By Emma Merrill
Many Indiana voters were alarmed by Indiana’s voting procedures during the state’s June 2, 2020 primary election—Indiana’s first attempt at a statewide election during the COVID-19 pandemic. “I just got completely disenfranchised,” one voter reported after confronting a polling place that lacked the resources to deal with unprecedent mail-in voter turnout. Another Hoosier described Indiana’s election system as “completely overwhelmed.”
Indiana state law mandates that mail-in ballots must be received by noon on Election Day to be counted. Ind. Code § 3-11.5-4-3. In the run-up to Indiana’s primary, Indiana Democrats lobbied the Republican state administration to extend Indiana’s noon deadline for absentee ballots—to no avail. While Republican Governor Eric Holcomb did issue an Executive Order that shifted the primary date from May 3 to June 2, state Republicans refused to change the absentee ballot deadline’s noon requirement. Ultimately, over ten times as many Indiana voters used mail-in absentee ballots compared to the 2016 presidential primary. The surge in absentee voting resulted in processing and delivery delays for approximately 1800 voters’ mail-in ballots in Marion County, home to a significant community of minority voters. The state election system failed to cope with the pandemic, and voters were disenfranchised as a result.
Election officials were prepared for the increase in absentee voting on Election Day. Experts expected absentee voting rates to increase significantly due to voters’ fear of contracting COVID-19 at the polls. Foreseeing this uptick in absentee voters, Common Cause Indiana and the Indiana State Conference of the NAACP challenged the noon election day deadline in the federal Southern District Court of Indiana on July 30, 2020. Common Cause and the NAACP argued that Indiana’s law risks disenfranchising thousands of voters, violating their First and Fourteenth Amendment rights. Even worse, the plaintiffs argued, the noon deadline could disproportionately disenfranchise minority voters. Their remedy: require Indiana to count absentee ballots postmarked by Election Day and received within ten days.
On September 29, the district court sided with the plaintiffs, holding that Indiana’s noon ballot deadline was unconstitutional in light of the ongoing pandemic. The district court focused on the substantial burden that the noon deadline would place on voters who have no control over whether their mail-in ballots arrive on time. The district court concluded that the burden on voters’ rights outweighs the state’s interests in increasing voter participation, preventing voter fraud, promoting public confidence in elections, and preventing strain on its election system.
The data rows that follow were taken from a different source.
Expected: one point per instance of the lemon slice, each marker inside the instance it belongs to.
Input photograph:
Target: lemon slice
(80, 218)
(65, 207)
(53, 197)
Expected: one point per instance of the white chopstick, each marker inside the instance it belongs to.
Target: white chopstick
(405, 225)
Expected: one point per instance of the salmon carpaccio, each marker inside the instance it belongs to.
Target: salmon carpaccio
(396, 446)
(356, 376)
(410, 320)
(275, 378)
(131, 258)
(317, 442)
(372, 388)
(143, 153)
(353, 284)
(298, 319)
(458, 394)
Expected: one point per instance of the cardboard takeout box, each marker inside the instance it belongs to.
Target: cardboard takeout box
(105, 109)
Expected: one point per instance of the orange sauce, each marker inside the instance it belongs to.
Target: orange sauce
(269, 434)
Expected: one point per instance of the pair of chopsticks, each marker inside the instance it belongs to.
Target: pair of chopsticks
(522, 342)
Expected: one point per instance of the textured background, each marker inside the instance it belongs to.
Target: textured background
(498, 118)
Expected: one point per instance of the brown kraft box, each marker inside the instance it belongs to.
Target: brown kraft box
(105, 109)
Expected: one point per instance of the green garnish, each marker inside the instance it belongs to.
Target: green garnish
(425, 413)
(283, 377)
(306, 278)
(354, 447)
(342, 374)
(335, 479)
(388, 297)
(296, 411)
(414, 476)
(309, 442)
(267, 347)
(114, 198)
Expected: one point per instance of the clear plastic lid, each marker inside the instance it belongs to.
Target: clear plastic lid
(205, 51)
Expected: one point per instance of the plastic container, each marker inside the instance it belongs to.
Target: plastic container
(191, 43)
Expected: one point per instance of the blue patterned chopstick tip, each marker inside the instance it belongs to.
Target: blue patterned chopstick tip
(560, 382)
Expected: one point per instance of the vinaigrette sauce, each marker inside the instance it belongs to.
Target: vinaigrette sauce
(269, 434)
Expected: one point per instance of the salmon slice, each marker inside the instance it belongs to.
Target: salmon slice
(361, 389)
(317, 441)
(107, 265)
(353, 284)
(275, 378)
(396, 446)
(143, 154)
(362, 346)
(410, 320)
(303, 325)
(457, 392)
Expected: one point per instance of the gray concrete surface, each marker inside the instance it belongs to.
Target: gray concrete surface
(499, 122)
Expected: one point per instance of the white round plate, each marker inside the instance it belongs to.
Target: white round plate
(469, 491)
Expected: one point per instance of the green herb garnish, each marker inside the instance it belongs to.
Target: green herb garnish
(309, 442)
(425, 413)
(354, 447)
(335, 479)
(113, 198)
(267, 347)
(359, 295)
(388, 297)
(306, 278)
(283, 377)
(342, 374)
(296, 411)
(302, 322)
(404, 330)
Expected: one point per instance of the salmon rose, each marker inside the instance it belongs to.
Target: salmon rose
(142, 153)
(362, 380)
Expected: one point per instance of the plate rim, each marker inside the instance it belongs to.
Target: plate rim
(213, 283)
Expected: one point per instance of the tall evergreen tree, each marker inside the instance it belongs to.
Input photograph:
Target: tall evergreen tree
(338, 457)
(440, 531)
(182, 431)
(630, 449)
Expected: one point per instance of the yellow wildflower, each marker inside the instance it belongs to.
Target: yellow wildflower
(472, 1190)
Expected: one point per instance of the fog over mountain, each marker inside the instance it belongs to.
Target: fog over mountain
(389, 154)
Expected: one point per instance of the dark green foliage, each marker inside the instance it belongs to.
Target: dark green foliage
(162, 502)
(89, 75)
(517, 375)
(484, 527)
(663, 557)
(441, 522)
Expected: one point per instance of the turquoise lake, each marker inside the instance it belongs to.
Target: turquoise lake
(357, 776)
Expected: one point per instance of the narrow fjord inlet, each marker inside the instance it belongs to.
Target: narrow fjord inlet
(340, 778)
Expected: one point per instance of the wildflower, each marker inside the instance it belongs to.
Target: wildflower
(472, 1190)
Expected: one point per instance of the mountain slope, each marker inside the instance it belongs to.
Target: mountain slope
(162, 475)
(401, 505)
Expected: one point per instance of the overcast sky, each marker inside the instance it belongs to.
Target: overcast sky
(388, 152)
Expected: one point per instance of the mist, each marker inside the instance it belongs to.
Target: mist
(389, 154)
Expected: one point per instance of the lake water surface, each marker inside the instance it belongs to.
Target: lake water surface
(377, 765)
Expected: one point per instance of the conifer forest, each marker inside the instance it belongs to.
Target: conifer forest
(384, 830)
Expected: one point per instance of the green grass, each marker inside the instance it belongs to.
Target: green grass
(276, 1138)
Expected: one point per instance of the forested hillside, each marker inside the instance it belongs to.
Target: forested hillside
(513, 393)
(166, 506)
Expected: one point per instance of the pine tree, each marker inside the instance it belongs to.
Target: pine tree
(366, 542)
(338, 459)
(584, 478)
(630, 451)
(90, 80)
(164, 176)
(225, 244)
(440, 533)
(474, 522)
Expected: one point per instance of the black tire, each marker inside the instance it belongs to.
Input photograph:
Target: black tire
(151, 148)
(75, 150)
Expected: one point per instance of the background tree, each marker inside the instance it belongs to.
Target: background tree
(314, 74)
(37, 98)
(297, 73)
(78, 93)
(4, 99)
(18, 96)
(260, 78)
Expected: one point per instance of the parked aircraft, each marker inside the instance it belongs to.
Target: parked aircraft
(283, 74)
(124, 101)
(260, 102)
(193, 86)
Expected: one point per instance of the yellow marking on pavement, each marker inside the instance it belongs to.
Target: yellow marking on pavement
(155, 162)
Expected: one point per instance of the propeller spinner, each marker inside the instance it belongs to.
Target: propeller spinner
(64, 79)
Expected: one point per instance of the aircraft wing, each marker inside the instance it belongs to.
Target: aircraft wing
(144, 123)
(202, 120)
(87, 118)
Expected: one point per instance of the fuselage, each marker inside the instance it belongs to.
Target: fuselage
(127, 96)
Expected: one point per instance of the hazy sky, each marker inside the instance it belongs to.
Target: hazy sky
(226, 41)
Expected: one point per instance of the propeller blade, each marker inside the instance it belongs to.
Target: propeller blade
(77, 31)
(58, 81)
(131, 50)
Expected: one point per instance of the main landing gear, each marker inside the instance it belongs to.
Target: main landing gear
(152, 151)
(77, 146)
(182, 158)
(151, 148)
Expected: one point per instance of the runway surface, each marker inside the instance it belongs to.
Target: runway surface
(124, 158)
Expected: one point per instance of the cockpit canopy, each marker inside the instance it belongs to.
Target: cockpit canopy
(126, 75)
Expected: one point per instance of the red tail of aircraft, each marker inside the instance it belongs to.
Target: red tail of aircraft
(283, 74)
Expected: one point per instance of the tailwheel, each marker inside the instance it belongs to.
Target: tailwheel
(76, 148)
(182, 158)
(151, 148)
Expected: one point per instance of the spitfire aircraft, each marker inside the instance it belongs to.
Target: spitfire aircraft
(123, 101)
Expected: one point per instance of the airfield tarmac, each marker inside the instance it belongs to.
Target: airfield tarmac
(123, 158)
On October 13, the Seventh Circuit reversed the district court and reinstated the noon deadline. Writing on behalf of a three-judge panel, Judge Easterbrook criticized the district court’s premise that absentee voters have a right to be free of the risk that their votes will not count. The appeals court relied on a recent case, Tully v. Okeson, in which the court had held that “as long as the state allows voting in person, there is no constitutional right to vote by mail.” In Tully, the Seventh Circuit concluded that COVID-19-related difficulties do not require the state to change election rules. People worried that their ballots would not arrive on time could vote early or in-person. Finally, Judge Easterbrook invoked the oft-cited principle that courts should not change election rules close in time to elections.
After the Seventh Circuit’s decision, Julia Vaughn, Common Cause’s policy director, advocated for the Elections Commission and Governor Eric Holcomb to declare a state of emergency and change the law. Governor Holcomb did not end up intervening to alter Indiana’s ballot deadline.
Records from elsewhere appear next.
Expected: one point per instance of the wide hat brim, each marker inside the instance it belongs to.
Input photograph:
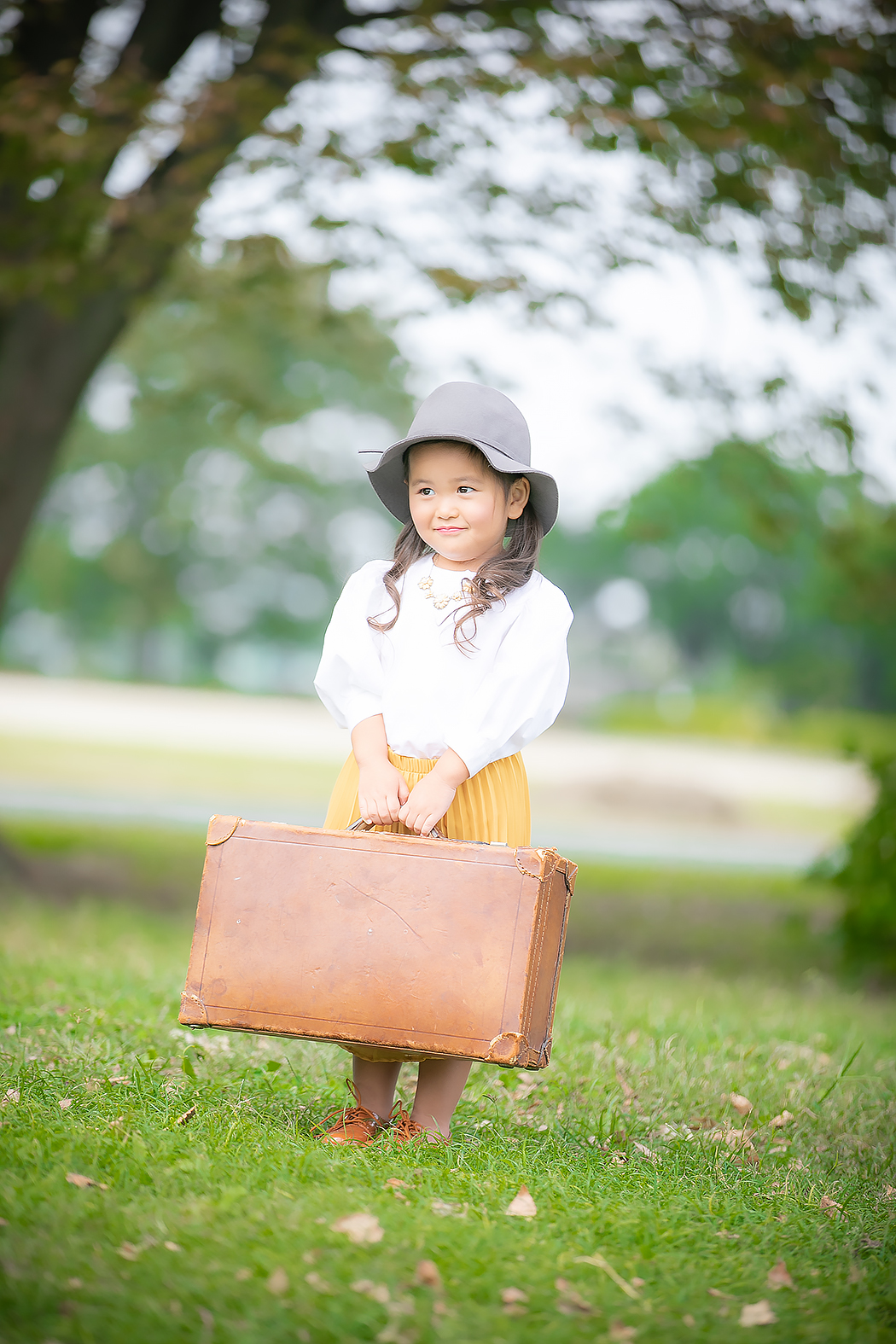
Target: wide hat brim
(387, 477)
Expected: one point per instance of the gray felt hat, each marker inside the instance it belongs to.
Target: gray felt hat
(467, 413)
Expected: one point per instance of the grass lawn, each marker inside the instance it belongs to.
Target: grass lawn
(661, 1210)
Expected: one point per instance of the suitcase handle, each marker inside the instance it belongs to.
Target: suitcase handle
(369, 825)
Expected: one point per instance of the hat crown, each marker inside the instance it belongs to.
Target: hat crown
(473, 411)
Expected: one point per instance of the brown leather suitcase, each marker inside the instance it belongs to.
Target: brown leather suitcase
(422, 945)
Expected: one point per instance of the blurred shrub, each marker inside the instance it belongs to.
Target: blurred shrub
(868, 876)
(210, 499)
(739, 574)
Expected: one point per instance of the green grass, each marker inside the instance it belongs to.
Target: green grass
(741, 718)
(246, 1192)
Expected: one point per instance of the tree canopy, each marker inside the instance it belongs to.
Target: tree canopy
(114, 119)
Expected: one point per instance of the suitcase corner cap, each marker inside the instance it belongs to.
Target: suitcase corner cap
(220, 828)
(507, 1049)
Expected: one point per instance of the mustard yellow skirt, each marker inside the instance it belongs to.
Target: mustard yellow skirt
(491, 806)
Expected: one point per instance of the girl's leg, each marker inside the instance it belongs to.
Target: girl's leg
(438, 1091)
(375, 1084)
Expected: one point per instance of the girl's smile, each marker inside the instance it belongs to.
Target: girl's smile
(458, 505)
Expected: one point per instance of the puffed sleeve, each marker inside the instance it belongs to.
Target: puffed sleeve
(350, 678)
(524, 689)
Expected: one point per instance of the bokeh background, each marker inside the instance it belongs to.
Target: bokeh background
(238, 242)
(242, 245)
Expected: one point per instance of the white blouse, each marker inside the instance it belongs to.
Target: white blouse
(484, 703)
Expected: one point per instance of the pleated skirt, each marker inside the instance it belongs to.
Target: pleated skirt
(491, 806)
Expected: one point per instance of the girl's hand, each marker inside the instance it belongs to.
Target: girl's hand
(381, 789)
(428, 804)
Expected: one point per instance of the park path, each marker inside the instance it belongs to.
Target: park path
(614, 796)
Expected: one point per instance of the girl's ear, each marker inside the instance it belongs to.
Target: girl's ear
(519, 496)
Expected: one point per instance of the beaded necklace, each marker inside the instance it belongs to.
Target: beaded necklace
(441, 602)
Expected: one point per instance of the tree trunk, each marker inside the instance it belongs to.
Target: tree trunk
(46, 359)
(81, 284)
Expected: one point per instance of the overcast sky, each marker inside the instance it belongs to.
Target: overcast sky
(636, 364)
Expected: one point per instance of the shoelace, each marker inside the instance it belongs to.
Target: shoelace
(350, 1114)
(406, 1129)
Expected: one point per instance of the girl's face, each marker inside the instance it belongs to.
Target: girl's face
(458, 507)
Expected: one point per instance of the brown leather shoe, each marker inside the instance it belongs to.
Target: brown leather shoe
(355, 1126)
(406, 1131)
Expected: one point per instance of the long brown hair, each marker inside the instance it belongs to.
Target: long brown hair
(491, 584)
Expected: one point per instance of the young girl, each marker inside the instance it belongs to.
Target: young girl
(444, 664)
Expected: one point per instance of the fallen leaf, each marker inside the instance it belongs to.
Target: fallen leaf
(599, 1262)
(521, 1204)
(778, 1277)
(359, 1229)
(570, 1301)
(757, 1313)
(428, 1276)
(278, 1283)
(84, 1182)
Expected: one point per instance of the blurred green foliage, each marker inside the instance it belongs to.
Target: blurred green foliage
(211, 502)
(868, 876)
(776, 579)
(206, 515)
Fortunately, Indiana’s election system appears to have weathered the storm of absentee voting. As expected, Indiana voters encountered long lines and and wait times at polling places. Voters cast a record 1.7 million early ballots across the state. In Marion County, the election board had asked for 150 people from both the state Republican and Democratic Parties to help count absentee ballots. The county also enlisted help from volunteers that had worked with early in-person and Election Day Voting. As expected, counting took several days—Marion County did not finish tallying the absentee votes until Friday. In total, officials counted 215,912 mail-in ballots in Marion County. In neighboring Hamilton county, officials reported a total of 44,331 absentee mail-in ballots, remarkably close to the 53,144 people who chose to vote in-person on Election Day.
The counting process took a long time, but Indiana’s election officials and volunteers met the challenge. The Associated Press called Indiana for President Trump and called the gubernatorial race for Governor Holcomb. More importantly, the high turnout and number of absentee votes indicates that Indiana voters were not disenfranchised by the noon ballot deadline.